An interesting plot is unfolding. Two thirds of the world’s countries have already recognized the State of Palestine, and the wave is gathering momentum. These are no longer just small third world states, but significant actors on the world stage. Mahmoud Abbas and Salam Fayad are quietly and persistently building the institutions of the Palestinian state. They are investing a lot of effort in development, building a new town north of Ramallah, restricting the powers of the security services and gaining the sympathy and attention of the world’s governments.

So what? – the average Israeli asks. After all, the Goyim are only proving yet again that they are all anti-Semites. How is this important? We control the territory and no diplomatic tricks will change that.
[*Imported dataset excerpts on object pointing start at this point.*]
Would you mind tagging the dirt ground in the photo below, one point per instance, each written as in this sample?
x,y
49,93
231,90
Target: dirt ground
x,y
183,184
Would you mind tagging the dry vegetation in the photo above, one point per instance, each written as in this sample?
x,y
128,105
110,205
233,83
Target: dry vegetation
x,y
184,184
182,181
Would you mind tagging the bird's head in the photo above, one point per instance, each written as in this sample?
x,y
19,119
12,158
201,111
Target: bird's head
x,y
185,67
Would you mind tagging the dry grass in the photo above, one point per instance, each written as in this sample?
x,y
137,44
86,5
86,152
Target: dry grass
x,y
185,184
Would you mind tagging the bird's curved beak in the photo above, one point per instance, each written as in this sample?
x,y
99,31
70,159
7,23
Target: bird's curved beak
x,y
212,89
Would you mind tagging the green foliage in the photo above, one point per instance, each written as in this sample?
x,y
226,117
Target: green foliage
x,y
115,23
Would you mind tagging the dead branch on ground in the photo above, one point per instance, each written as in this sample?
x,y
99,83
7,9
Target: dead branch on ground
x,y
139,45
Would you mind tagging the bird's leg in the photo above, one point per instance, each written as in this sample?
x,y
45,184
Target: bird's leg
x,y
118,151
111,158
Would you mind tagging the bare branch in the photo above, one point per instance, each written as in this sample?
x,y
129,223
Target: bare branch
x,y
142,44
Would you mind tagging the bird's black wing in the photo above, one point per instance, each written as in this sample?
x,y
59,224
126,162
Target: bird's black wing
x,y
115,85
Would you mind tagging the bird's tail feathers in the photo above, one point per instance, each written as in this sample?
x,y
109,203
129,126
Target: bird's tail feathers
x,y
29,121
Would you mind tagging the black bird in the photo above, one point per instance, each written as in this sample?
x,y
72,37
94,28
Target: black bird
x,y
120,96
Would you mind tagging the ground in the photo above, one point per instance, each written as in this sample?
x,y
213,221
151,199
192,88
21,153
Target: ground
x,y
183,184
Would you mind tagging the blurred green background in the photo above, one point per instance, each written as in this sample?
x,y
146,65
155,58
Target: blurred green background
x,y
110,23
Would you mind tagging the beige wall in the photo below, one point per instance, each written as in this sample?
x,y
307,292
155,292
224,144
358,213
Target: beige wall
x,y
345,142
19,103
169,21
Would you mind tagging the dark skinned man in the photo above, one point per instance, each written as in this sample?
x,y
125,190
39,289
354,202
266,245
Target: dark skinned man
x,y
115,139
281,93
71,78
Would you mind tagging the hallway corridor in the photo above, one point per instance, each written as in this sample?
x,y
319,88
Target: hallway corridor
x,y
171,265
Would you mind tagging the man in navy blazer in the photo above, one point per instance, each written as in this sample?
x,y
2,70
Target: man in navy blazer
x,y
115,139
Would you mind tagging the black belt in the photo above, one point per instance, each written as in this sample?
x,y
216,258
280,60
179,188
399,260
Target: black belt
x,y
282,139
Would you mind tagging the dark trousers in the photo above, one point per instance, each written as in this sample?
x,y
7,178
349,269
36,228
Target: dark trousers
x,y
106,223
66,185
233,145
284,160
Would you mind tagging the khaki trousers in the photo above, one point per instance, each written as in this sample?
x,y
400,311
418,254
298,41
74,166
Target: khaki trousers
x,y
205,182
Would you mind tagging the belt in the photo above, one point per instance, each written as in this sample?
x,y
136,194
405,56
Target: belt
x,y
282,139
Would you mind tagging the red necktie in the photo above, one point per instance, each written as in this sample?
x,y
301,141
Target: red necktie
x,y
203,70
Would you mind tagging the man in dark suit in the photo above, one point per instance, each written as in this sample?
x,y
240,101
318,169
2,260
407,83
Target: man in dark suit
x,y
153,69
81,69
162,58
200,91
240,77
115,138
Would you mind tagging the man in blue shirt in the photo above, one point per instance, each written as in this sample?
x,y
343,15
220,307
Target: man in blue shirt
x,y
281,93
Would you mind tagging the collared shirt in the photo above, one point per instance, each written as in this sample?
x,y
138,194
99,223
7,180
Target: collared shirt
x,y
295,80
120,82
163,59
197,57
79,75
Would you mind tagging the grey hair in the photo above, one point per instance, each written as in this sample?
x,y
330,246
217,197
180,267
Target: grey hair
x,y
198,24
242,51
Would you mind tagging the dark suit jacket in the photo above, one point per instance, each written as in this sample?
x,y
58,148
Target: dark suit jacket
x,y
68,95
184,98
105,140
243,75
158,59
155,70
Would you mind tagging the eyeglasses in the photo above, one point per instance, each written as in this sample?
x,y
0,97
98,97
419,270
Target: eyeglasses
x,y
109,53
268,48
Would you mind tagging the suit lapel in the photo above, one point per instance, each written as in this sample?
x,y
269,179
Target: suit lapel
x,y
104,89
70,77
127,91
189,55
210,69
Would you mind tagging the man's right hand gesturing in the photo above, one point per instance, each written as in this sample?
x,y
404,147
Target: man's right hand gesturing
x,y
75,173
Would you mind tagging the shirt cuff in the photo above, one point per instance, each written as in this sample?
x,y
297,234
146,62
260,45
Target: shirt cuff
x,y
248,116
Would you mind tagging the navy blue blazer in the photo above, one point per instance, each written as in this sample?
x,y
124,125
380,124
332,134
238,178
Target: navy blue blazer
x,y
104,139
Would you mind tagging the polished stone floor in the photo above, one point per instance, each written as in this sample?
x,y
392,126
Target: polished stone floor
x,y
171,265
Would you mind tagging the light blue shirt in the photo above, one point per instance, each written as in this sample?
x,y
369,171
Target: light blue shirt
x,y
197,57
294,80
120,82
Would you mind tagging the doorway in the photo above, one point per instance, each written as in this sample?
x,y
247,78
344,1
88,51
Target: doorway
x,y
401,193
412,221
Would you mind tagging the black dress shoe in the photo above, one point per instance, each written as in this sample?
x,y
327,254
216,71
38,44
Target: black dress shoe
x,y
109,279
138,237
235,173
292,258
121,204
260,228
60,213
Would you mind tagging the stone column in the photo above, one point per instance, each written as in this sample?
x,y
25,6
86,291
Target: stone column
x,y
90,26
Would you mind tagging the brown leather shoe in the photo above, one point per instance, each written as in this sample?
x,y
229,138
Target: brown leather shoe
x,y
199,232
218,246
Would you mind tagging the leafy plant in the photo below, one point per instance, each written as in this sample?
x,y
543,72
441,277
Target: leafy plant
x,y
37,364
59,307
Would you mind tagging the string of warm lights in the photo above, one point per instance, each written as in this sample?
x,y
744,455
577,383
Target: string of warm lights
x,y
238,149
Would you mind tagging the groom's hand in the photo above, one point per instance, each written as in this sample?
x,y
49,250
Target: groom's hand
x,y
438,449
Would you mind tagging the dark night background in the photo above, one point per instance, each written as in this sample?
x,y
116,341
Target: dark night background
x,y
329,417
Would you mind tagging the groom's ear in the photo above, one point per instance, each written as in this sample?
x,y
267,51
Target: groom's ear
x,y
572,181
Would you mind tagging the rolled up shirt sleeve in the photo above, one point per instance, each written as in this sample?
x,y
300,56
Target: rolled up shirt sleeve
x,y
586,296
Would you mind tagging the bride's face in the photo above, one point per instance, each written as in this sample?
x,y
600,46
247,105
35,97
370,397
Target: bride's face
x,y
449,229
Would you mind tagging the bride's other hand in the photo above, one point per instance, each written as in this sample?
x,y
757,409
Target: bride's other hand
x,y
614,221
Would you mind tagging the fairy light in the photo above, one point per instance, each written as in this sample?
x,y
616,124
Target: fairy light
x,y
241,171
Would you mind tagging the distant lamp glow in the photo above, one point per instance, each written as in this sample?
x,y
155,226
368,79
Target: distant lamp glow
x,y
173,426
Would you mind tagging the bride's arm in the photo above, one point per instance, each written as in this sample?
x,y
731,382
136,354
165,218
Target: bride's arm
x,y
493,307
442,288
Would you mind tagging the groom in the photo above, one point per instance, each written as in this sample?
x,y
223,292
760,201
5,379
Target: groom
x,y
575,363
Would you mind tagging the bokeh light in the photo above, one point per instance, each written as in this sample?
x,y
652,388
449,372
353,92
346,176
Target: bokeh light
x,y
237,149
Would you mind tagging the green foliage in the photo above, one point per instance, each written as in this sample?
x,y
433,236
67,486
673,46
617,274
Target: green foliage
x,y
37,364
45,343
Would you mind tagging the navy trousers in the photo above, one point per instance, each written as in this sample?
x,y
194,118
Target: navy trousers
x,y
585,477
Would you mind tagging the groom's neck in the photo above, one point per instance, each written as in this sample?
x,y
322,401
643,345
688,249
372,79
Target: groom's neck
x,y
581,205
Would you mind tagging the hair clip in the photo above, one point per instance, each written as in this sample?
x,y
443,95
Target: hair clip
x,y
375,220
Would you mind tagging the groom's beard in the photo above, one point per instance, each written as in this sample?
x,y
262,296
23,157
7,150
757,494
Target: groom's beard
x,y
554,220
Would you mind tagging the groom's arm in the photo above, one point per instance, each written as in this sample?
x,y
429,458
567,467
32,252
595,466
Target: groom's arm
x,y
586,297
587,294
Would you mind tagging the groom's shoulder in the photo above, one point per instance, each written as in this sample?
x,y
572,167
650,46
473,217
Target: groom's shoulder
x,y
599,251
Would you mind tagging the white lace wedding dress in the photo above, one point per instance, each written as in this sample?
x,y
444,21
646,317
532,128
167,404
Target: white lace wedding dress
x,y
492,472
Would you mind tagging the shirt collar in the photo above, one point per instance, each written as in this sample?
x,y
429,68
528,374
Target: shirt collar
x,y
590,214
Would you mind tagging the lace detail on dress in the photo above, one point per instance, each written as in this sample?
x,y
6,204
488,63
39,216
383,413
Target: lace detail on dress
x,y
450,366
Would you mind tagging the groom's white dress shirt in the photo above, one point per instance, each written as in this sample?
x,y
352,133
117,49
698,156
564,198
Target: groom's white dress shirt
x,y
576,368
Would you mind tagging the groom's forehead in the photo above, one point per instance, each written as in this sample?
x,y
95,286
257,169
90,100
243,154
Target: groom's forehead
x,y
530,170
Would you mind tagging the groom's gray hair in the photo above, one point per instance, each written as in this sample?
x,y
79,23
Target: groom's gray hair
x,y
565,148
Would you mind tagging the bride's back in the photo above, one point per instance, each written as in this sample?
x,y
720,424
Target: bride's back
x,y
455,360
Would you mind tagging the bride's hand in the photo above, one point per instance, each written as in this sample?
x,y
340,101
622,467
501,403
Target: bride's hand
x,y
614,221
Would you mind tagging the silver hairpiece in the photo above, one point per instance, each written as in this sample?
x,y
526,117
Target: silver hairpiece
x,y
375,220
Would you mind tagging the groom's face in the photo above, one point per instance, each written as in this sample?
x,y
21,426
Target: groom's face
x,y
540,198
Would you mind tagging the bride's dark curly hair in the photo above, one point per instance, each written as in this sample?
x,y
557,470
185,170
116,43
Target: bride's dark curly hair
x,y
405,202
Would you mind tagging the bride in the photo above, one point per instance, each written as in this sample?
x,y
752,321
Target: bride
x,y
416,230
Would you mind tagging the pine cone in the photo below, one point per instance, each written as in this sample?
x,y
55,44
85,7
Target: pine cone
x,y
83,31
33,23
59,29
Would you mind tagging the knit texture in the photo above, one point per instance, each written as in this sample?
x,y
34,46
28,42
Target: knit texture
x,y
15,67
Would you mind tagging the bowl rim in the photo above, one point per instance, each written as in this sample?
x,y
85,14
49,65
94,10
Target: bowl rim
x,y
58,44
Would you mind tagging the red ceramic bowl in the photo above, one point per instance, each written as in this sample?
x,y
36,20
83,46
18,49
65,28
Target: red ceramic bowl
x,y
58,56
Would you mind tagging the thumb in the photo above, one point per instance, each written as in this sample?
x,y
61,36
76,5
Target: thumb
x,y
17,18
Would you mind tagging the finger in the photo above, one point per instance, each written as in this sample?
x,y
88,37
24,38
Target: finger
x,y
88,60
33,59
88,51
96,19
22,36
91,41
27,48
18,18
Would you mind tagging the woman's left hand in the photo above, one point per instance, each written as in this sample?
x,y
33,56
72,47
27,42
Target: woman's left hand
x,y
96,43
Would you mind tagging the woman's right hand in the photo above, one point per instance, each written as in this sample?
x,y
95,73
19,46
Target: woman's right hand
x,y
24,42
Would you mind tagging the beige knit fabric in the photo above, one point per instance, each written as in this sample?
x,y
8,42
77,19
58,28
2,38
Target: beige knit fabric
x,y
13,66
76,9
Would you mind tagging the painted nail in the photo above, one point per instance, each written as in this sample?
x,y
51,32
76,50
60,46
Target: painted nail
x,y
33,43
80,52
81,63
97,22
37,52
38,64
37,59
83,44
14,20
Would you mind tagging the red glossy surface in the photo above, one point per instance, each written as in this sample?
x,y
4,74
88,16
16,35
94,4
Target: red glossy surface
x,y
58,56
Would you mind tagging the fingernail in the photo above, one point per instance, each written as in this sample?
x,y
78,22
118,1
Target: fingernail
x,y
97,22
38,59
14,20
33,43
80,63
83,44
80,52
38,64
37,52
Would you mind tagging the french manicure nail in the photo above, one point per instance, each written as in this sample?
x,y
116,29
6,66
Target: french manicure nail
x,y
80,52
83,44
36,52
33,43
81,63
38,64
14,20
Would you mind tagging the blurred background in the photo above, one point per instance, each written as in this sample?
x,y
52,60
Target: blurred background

And as long as we have unlimited American support, we don’t give a damn.

Really? For many years we could rely on the Americans with eyes closed. Every “anti-Israeli” resolution was met with a firm American veto. But is this still so certain? When all the important countries in the world recognize the State of Palestine – will the US alone hold out forever?

While the Israeli diplomats are striking, a new initiative condemning the settlements is gaining momentum in the UN Security Council. The entire world is against these settlements, which are manifestly illegal under international law. Even the US has demanded a freeze. Can the US veto a resolution that expresses its own policy, without becoming a laughing stock? And if it does do so all the same this time, what about next time, or the time after?

And if the American veto still rules the Security Council – it does not rule the UN General Assembly. It was the General Assembly – and not the Security Council – that resolved in 1947 to set up in Palestine, next to each other, a Jewish and an Arab state. If the Assembly decides now that the time has come to realize the second half of the resolution – the establishment of the Arab State in Palestine – it will strengthen even more the world-wide recognition of Palestine.

THE ARAB governments, which have lately paid only lip-service to the Palestinian cause and have not lifted a finger to help in the creation of the state – must now think again.
In Tunisia the people rose up against a dictatorship just like all the other Arab dictatorships – a small and corrupt elite, indifferent towards the wishes of the people and overtly or covertly collaboration with Israel.

During the 13 years of Yasser Arafat’s stay in Tunis, I visited there many times. I always knew that lurking behind the liberal and attractive facade was a tough and oppressive police-state. But I saw the Tunisian men walking in the streets with a Jasmine flower over their ear (called Shmum) and I could never have imagined that here, of all places, the first popular Arab revolt would erupt.
Now it has happened. And in Tunisia. This is a wake-up call to all Arab countries, from Morocco to Oman, that dictatorships will fall, that there will be an endeavor to set up liberal democratic regimes, and if that does not succeed – Islamic regimes will take over.

That is the writing on the wall. The present Israeli government is leading us towards disaster. But this week this government was shored-up even more, when Ehud Barak, the pocket Napoleon, finally abandoned all pretense of belonging to the social-democratic left and set up a clearly rightist party, something like Likud II, that will be a loyal partner of Netanyahu and Lieberman.

With such leaders, does our country really need enemies?